Bir başka şey, gerçekten, bakın, hâkimlerin, yargıçların, seçim kurulu üyesi olan yargıçların belirlenmesine ilişkin kural yaklaşık yetmiş iki yıldır yürürlükte; yetmiş iki yıl boyunca çok az tartışılan bir kuraldı. Bizi izleyenler -şu anda izleyen kimse yok ama- sakın şöyle bir şey düşünmesin: "Şu anda her ildeki, her ilçedeki en kıdemli hâkim oldukça tarafsız, oldukça bağımsız, oldukça hukuka uygun kararlar veriyor." Ben böyle bir şey söylemiyorum. Bugün bu ülkede tartışılan kararların büyük bir bölümünü bu yargıçlar veriyor ama buna bile tahammül edemiyorsunuz. Neden? Çünkü 2016 yılından sonra, bugün görev yapan yargıçların yüzde 60'ını adil olmayan, objektif olmayan, liyakate dayanmayan bir yöntemle atadınız. Bunların içerisinden il ve ilçe seçim kurulu başkanı ve üyesi olan yargıçları belirlemek istiyorsunuz. Yetmiş iki yıllık bir düzeni değiştiriyorsunuz, en az tartışılan kısmını değiştiriyorsunuz ve sadece kendinize hizmet etsin diye değiştiriyorsunuz.

Şimdi, peki, başka neler var bu yasa teklifinin içerisinde, birinci bölüm ve sonrasında? Birkaç şey var; seçim barajı var, söyledim, kime getirildiği belli. İttifakların oy dağılımı meselesi var; tamamen seçim sonuçlarına etki edeceğini düşündüğünüz, sizin lehinize olacağını düşündüğünüz bir düzenleme getiriyorsunuz ama bir kez daha söylüyorum: İttifaklara ilişkin yasa düzenlemesini getirdiğinizde, tek siz ittifak kurarsınız diye düşünüyordunuz ve D'Hondt sistemi içerisinde daha çok yararlanırız diye düşünüyordunuz ama öyle olmadı, karşınızda ittifaklar oluştu ve bundan daha kârlı çıktılar, sizden daha fazla milletvekili çıkardılar. Şimdi, bu değişiklikten sonra, karşınızdaki ittifakı bir birlik olmaya zorluyorsunuz.
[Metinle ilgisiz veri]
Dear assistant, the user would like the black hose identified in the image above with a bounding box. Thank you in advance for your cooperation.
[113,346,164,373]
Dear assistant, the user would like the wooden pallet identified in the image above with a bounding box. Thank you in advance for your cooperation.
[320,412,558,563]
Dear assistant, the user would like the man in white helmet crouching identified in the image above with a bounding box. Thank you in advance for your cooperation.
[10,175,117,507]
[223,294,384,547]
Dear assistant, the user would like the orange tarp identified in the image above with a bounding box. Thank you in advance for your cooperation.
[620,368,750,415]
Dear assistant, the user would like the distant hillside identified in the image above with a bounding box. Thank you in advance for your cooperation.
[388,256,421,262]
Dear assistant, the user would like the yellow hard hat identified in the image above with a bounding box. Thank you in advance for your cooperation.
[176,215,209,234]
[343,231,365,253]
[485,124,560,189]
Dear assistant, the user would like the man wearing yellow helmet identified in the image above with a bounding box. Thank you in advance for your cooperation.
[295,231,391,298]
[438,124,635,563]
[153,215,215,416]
Karşınızda bir ittifak değil, emin olun, 2022 yılında veya 2023 yılında yapılacak bir seçimde karşınızda bir birlik oluşturacaksınız. Çok daha ittifaktan çok daha güçlü bir birlik oluşturacaksınız ve dolayısıyla öyle masabaşında hesap ettiğiniz sonuçlara yol açmayacak.
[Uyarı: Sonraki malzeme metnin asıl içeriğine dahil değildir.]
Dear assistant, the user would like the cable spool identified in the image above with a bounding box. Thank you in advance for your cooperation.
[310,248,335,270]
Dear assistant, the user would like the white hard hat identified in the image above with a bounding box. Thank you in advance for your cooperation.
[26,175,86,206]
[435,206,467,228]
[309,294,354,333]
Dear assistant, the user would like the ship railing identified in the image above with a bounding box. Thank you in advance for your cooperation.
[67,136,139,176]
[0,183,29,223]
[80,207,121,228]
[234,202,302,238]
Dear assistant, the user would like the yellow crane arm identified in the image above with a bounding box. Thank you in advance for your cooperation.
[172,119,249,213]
Grup kurma şartını kaldırıyorsunuz. Herkes söyledi; Adalet ve Kalkınma Partisi bu şekilde Türkiye Büyük Millet Meclisinde seçildi, seçime girdi, yüzde 36'yla Meclisin yüzde 60 çoğunluğunu elde etti. O zaman işinize geliyordu, bugün işinize gelmiyor, bunu yürürlükten kaldırıyorsunuz. Örgütlenme özgürlüğünün önündeki engelleri kaldırmak yerine, örgütlenmeyi zorlaştıran, güçleştiren, siyasi partilerin serbestçe, özgürce seçime girmesini zorlaştıran kurallar getiriyorsunuz. Çok somut bir örnek sunuyoruz, öneri sunuyoruz, diyoruz ki: Eğer bu ülkenin Cumhurbaşkanı 100 bin kişinin teklifiyle aday olabiliyorsa siyasi partiler de paralel biçimde, 100 bin kişinin teklifiyle seçime girebilsinler. Yok 41 ilde örgütlüymüş, yok bunların üçte 1'inde örgütlüymüş, yok grubu varmış, yok şu varmış; bütün bunları incelemekten Yargıtayı da kurtarın, Meclisi, Yüksek Seçim Kurulunu da kurtarın; 100 bin imzayı veren siyasi parti seçime katılabilsin diyoruz.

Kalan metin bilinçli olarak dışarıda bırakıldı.